My Steam account has been stolen, but I recovered it recently. I need some advice on how to protect it. (2023 post made in r/counterstrike, but it was deleted)
For some background, I'll tell you how it got stolen.
I'd like to point out that my phone in in "Do not disturb" mode every time I play video games. This will be important later.
So I was playing Competitive on Inferno when I suddenly got disconnected, and the cause of disconnection appeared to be "Not logged into Steam". I was confused, because I've logged in just before I started that Competitive match. I closed CS and opened Steam, where I was greeted with a "Log in" window. I inserted my information, but it said that the password was incorrect. I thought that I must have made a mistake in my password and tried again. Same result. I was annoyed with this and decided to log in with a QR code, but when I opened Steam on my phone, I was greeted with the same "Log in" screen. "What the f?", I thought. I turned off "Do not disturb" mode and saw that I've missed three or four notifications from my email. I would ignore them if they weren't labeled "Steam support"(Tgey were). I quickly checked the email address to be sure it is not fishing, then I began reading. First one said that my Steam Guard authenticatir was successfully deleted, second one said that my Steam password was successfully changed and the third one said that the email address, connected to my Steam account was successfully changed. At this point it wasn't hard to realise that my account has been stolen, so I took immediate actions. I quickly froze my account
For those who don't know, freezing a Steam account disables performing certain actions, such as buying and selling stuff on Steam Market, trading, adding money to the Steam account and palying on servers where the VAC anti-cheat is active (in every game from Valve). The account can be unfrozen only by entering a code that was sent to your first email (ever attached to Steam).

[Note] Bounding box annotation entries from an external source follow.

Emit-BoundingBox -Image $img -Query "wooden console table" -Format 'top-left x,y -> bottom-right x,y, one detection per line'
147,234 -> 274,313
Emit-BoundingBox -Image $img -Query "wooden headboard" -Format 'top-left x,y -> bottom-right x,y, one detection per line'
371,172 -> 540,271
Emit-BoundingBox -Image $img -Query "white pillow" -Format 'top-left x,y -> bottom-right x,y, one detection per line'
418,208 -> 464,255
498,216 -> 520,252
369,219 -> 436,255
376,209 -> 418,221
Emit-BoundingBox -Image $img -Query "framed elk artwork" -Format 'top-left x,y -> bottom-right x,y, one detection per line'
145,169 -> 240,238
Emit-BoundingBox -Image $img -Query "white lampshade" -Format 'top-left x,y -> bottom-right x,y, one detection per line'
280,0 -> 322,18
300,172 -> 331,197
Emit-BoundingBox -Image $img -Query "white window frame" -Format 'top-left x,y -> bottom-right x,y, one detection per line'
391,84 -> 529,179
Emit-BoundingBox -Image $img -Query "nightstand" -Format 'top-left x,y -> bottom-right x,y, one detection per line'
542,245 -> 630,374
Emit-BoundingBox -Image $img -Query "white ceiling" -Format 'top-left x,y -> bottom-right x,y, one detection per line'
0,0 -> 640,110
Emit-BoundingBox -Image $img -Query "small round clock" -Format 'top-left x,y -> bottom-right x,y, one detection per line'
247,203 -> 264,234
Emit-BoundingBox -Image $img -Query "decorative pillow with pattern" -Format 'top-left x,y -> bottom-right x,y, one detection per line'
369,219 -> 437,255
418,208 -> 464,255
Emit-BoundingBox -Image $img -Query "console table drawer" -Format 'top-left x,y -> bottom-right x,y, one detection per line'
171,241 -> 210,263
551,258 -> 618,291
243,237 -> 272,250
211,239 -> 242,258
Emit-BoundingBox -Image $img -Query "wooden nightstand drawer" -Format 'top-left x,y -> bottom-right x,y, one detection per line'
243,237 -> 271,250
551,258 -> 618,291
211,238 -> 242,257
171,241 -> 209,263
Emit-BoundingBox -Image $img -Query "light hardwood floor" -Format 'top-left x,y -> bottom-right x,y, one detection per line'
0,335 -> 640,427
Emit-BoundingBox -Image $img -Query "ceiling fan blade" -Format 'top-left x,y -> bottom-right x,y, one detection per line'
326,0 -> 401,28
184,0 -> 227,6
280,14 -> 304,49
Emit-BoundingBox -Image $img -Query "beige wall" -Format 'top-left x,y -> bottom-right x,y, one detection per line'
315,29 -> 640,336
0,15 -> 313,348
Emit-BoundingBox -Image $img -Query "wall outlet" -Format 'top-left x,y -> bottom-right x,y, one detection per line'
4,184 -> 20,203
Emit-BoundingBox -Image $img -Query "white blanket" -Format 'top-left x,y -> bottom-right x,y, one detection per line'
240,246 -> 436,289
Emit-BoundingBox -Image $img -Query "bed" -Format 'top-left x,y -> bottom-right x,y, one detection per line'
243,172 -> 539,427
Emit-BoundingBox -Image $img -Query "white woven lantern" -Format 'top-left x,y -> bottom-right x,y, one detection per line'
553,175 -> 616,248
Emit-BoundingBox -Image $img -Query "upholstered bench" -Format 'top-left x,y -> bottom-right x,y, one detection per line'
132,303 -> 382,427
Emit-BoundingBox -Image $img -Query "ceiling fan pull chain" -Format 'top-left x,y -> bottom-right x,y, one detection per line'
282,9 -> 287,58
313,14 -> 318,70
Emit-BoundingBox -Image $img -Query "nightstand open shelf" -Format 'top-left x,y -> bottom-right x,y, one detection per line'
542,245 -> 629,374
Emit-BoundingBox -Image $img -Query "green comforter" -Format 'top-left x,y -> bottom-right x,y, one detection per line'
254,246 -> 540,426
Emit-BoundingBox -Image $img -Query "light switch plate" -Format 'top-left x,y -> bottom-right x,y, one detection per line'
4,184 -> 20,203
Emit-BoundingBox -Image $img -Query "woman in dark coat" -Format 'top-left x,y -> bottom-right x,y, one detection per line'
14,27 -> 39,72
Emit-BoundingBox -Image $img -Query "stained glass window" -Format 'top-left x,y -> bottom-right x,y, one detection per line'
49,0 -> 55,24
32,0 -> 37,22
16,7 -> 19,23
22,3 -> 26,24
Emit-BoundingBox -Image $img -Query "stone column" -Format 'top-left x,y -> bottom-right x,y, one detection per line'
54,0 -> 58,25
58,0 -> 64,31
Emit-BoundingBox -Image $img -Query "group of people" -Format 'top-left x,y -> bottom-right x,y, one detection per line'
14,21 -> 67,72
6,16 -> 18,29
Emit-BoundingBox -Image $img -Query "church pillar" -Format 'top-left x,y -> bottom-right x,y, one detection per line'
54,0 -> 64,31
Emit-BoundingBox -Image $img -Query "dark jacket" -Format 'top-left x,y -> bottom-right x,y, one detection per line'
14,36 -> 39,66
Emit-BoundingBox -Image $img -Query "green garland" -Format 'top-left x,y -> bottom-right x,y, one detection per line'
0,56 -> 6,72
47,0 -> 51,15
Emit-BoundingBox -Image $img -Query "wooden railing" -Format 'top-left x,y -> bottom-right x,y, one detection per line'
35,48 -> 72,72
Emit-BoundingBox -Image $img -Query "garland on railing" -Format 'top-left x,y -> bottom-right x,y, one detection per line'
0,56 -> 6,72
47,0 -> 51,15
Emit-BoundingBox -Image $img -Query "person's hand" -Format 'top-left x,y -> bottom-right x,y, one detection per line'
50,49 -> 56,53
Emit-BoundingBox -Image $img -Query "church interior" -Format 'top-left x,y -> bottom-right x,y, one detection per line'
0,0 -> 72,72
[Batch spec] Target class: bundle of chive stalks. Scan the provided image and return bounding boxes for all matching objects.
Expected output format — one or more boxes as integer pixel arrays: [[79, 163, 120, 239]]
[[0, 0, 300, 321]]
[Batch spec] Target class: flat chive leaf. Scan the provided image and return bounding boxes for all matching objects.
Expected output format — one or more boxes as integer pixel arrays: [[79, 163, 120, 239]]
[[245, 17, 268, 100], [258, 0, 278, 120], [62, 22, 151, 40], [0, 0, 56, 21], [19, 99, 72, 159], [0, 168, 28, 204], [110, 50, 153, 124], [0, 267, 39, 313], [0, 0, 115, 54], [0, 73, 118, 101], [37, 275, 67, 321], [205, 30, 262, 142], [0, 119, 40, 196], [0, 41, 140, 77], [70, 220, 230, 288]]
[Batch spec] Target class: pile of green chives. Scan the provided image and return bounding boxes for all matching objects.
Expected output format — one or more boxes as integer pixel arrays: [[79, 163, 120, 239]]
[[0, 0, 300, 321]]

Now let's get back to the story.
After I recieved a message that the account was successfully frozen, I reported my account as stolen and provided all the information that might be useful for this case. All I had to do after the report was sent is to wait.
Fast forward to the next evening.
I opened Epic Games to play some Fortnite and saw that they are giving away the game I've been wanting for a long time. I grabbed it abd opened my email to see tha receipt for it, and then I saw it: new message from Steam support (strangely, I haven't received any notifications for it). It said that my Steam account password was successfully changed and the login and the new password were further in the message. I cooied this password and tried it. It worked. They even attached my email back to my account. All I had to do after this is to set tge Steam Guard authenticator and change the password. But there is one strange circumstance: my accoun wasn't frozen for some odd reason.
My friends advised me to reset my API key, but I don't understand what it is, nor do I know how to reset it. Also, are there any more ways I can protect my Steam account, except the Steam Guard authenticator?